First and foremost, any advantage brought by schema validation primarily applies to documents that are valid. This provides for integration with lacunae values, error handling, or ignoring unknowns that is at best complex — though there could perhaps be value in having a common language with which to express such processing rules (some schema languages — Schematron, NVDL — support some of this, but none is expressly designed with versioning and error handling in mind).
It can be tempting to provide default values through an external schema rather than, or in addition to, through the specification. After all, even if the specification defines lacunae values, it would be nice if generic XML processors could also benefit from that information.
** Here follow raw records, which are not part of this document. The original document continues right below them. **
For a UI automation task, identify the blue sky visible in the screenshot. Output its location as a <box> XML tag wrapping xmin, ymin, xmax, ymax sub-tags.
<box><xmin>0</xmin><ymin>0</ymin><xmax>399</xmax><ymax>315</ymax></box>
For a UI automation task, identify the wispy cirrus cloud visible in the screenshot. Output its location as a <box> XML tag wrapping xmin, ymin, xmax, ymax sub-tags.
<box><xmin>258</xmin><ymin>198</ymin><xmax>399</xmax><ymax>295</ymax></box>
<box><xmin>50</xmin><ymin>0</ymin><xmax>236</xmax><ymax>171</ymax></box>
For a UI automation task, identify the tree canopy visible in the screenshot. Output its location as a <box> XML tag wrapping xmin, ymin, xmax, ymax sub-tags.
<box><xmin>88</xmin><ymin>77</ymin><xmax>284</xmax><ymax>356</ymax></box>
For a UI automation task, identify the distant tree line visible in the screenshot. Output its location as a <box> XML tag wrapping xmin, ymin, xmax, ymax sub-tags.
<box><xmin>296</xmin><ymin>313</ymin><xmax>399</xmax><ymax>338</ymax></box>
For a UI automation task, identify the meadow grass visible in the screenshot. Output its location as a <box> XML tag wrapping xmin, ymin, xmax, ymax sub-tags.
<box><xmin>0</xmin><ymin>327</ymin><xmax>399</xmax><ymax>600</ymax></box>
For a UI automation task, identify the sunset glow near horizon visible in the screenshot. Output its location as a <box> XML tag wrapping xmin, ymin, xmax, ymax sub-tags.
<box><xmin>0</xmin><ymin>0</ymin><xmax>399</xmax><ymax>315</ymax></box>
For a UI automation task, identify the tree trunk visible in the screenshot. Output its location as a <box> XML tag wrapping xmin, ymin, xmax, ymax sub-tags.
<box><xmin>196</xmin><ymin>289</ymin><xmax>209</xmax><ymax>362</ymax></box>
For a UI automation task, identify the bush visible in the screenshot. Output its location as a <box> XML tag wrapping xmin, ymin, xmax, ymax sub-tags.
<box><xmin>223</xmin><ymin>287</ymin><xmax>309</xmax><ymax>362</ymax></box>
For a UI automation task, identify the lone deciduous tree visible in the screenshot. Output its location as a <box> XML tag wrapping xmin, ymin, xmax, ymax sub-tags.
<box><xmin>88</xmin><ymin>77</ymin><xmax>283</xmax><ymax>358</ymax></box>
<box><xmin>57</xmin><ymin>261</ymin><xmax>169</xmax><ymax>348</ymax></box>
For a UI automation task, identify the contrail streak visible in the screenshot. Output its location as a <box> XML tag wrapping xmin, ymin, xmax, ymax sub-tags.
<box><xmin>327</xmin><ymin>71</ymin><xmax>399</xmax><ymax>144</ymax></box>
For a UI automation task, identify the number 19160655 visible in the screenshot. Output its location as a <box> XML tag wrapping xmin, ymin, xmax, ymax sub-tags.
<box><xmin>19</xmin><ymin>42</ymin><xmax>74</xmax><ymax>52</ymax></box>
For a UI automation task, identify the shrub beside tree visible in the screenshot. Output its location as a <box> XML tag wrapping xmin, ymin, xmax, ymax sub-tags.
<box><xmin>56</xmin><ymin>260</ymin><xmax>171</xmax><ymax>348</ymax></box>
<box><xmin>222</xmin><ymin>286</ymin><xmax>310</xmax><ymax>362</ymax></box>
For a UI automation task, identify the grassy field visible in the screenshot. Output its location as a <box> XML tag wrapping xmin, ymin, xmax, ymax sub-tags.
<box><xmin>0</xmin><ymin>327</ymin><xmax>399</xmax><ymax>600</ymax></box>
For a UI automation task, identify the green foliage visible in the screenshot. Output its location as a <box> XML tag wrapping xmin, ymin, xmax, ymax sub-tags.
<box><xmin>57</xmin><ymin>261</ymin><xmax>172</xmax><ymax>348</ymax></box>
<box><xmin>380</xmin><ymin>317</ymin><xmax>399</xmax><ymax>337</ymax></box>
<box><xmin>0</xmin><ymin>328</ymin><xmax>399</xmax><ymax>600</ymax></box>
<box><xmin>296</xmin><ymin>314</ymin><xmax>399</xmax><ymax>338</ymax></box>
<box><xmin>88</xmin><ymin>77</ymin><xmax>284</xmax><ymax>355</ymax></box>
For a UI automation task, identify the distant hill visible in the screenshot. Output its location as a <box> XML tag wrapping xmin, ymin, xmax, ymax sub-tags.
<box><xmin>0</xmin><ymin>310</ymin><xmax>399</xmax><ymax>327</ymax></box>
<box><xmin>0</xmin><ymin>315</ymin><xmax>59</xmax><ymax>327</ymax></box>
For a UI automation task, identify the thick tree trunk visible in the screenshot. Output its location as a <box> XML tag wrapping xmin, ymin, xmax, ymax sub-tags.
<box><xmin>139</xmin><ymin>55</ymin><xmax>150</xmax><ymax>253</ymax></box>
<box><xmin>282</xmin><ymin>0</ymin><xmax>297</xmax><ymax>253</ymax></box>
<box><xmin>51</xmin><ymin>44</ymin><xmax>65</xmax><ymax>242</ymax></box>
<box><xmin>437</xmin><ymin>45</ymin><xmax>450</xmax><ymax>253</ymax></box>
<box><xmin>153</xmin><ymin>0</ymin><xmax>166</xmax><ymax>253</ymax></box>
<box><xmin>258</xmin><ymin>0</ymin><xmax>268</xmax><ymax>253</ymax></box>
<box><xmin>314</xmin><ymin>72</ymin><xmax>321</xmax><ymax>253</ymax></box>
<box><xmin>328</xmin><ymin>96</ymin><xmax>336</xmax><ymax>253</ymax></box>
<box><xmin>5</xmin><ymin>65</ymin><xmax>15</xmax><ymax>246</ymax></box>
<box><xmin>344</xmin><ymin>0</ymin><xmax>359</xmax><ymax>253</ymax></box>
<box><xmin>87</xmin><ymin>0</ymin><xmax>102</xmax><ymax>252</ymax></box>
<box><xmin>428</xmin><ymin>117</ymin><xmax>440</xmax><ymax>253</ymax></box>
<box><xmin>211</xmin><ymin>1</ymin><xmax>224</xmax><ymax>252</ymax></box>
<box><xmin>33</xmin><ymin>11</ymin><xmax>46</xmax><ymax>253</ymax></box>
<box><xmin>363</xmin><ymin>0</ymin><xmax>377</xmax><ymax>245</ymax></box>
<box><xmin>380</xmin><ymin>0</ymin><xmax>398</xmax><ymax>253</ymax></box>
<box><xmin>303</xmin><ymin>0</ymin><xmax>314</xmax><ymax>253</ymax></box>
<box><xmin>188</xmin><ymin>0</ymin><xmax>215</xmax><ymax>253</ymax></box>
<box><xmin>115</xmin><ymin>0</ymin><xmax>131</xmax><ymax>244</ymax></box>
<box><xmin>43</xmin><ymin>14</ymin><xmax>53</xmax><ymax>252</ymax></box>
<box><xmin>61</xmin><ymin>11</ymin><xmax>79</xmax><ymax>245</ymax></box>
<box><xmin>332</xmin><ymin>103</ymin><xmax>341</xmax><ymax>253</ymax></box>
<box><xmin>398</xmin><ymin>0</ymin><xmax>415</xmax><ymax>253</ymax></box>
This is generally useless, and occasionally harmful. It is useless because as explained above a lacuna value is different from, and more powerful than, a default value. Therefore, specifying default values for generic processors will lead to a mix-up where the values are sometimes right but not always.
It can be harmful if, as was done at one point in SVG, the external subset is used to default namespace declarations. That will lead to elements that are in a different namespace depending on whether the external subset was processed, which is not only optional but, in the case of Web technologies, rare. This approach further required authors of documents that used a namespace prefix for SVG to declare it in the internal subset.
Another such reliance on the external subset that will cause no end of trouble is to expect it to define entities. The typical example here is XHTML, which will regularly trip parsers that do not fetch the external subset and subsequently complain about undefined "nbsp" entities.
A schema can be useful for documentation purposes, and some tools can use one to provide authoring support. But unless you have a very strict workflow it will be essentially useless, and it certainly won't help your design (especially if you have to change your language to fit one schema language's idiosyncratic limitations — you should never have to design around the Unique Particle Attribution rule unless you can intelligibly explain what it is). To paraphrase the adage: a user had a problem and decided to address it using a schema; now she has two problems.